I really want to love audiobooks. I have a whole bunch lined up on Audible, and I’ll have the odd fit of listening to them while exercising or while crocheting, but I find them really hard to stick to. I want to devour my books at a heck of a pace, which I guess is part of it: sure, I can turn up the speed of the narration, but I’m still very aware I could be reading faster myself. Admittedly not at the same time as crocheting or something, but still, the slowness grates on me. The tedious bits in some books just drag out for ages and ages with an audiobook, whereas in a paperback I’d be past them in a twinkling. (And yet I hate using the skip forward function in an audiobook. What if I miss something?!)
I think I also find it harder to process the story when I’m hearing it read to me. Adaptations are different: if the BBC adapted every book ever into radioplays, I’d be right there and all over it. I love the BBC radioplays — The Lord of the Rings and the Peter Wimsey books are just wonderful, as far as I’m concerned. Okay, sometimes the voice casting isn’t quite right, but most often it really is — sorry, Andy Serkis, but Gollum for me is Peter Woodthorpe, forever and ever amen. (Likewise, Bill Nighy is the real Sam Gamgee.)

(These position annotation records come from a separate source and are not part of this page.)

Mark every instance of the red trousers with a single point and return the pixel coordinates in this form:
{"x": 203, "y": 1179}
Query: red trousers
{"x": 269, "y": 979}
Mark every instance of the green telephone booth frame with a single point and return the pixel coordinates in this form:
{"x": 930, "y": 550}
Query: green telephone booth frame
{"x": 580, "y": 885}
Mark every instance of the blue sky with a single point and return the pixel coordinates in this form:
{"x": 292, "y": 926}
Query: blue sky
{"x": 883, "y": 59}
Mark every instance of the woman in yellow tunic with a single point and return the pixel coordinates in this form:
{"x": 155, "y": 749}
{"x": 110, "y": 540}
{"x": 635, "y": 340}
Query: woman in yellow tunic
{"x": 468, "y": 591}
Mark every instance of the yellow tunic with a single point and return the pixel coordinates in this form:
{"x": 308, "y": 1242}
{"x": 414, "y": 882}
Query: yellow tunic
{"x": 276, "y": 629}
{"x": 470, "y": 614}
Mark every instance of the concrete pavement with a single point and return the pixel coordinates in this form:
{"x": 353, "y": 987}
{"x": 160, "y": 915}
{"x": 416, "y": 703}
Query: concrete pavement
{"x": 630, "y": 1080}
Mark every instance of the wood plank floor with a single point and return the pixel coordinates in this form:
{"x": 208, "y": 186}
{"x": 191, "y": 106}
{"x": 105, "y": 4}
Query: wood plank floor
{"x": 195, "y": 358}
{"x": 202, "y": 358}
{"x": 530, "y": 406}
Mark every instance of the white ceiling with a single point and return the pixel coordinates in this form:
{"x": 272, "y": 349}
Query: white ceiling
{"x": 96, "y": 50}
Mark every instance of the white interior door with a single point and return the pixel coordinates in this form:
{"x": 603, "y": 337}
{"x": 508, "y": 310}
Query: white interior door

So I think it’s probably partly that books are usually written to be read, not performed. An adaptation cuts the stuff that doesn’t work in audio, which is why I get on well with it — in fact, I might even get on better with an adaptation than with the source text if it cuts out the kind of thing I don’t pay attention to, like tons of visual description.
A good narrator can sometimes make an audiobook worth it for me, but still… for the most part, I remain unconvinced.
So what do you get from audiobooks that makes them viable for you? Or maybe you’re like me, and you can’t get on with them?